If the loads in 3-phase are balanced, then there needs to have no current in the neutral line and the midpoint potential is balanced, for example, half of the BUS voltage. On the contrary, the neutral line source or sink current if there has load imbalance, which can cause the midpoint potential variation. This needs to compensate the midpoint potential imbalance.
Figure 2-6 shows the conventional way of 2 split capacitors. The neutral point is the midpoint of the two bulky electrolytic capacitors C1 and C2 with equivalent capacitance. The neutral current keeps charging one split capacitor while discharging another one for a certain period to keep midpoint potential balancing. Though in fact there has some small capacitance or voltage mismatching between the two split capacitors, this design is easy for implementation and still widely used in string inverter and residential inverter where 3-phase output must be balanced to the grid. However, for obvious unbalanced output, DC component in the neutral current can cause severe voltage mismatching, then further leads to inverter fault shutdown protection.

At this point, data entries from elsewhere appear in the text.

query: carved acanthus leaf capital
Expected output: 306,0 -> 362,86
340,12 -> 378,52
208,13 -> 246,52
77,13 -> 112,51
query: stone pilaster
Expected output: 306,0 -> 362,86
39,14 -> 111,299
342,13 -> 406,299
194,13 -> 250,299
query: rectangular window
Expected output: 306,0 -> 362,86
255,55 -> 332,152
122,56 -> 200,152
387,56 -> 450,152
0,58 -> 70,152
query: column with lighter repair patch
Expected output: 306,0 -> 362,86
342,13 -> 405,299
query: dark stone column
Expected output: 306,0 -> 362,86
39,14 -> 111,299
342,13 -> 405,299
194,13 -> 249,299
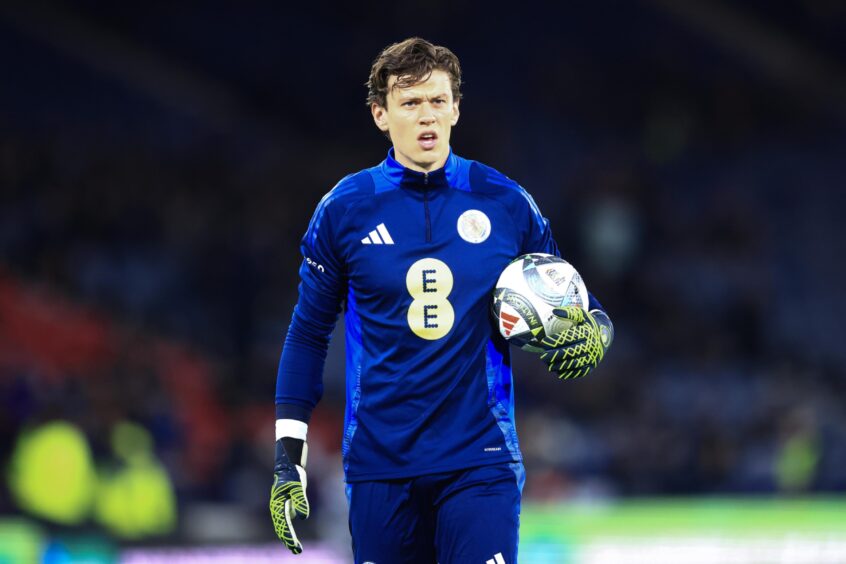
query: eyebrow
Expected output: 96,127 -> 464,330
399,92 -> 447,102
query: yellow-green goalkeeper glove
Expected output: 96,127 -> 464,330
270,437 -> 309,554
540,306 -> 614,380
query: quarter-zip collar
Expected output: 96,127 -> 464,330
381,147 -> 459,190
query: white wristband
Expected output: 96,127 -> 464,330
276,419 -> 308,441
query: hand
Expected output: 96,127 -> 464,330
540,306 -> 614,380
270,437 -> 309,554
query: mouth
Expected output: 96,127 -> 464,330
417,131 -> 438,151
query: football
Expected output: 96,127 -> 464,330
493,253 -> 588,352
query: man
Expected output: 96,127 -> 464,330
271,38 -> 613,564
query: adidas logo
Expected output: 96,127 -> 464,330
361,223 -> 394,245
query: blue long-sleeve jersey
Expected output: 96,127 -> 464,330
276,150 -> 598,482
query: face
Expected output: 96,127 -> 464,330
370,70 -> 458,172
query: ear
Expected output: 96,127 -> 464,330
370,102 -> 388,133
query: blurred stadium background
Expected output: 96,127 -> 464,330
0,0 -> 846,564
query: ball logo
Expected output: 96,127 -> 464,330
458,210 -> 491,243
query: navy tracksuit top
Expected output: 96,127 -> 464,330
276,150 -> 595,482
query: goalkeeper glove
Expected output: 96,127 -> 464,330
270,437 -> 309,554
540,306 -> 614,380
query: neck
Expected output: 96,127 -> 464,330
394,147 -> 449,172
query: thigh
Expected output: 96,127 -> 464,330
347,480 -> 435,564
435,464 -> 523,564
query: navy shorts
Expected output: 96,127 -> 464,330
347,463 -> 524,564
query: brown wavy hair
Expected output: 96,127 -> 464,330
365,37 -> 461,108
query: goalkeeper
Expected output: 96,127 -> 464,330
270,38 -> 613,564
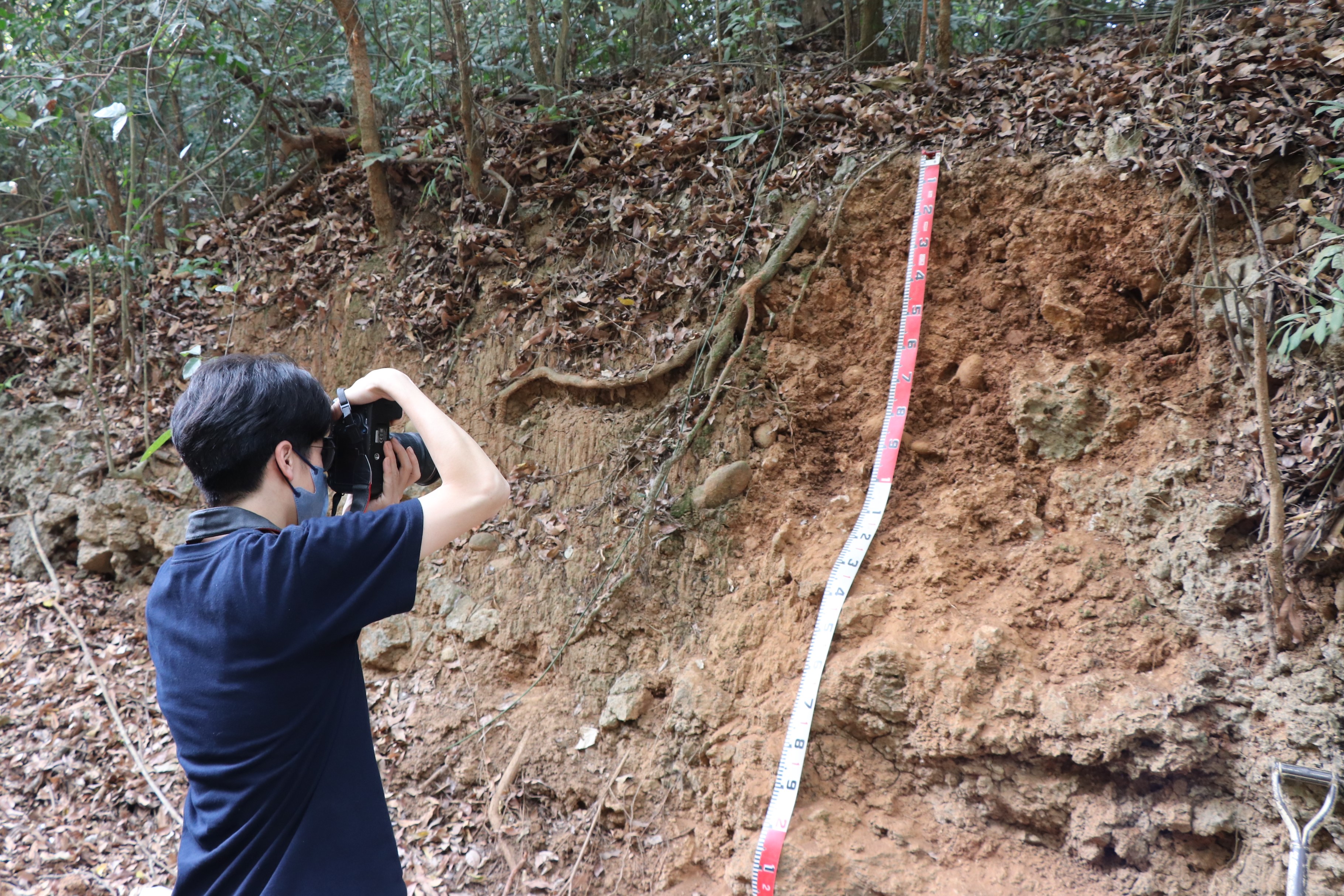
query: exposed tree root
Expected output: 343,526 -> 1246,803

Unlike string or residential inverter, hybrid inverter has a fourth-leg (also known as balancing bridge, the inverter is then called 3-phase 4-leg inverter) to actively control the midpoint voltage that allows the inverter to support unbalanced output, as shown in Figure 2-7. The control of the fourth switching leg is decoupled from the 3-phase inverter. The balancing bridge control involves neutral current sampling in where hall-effect current sensor can be used.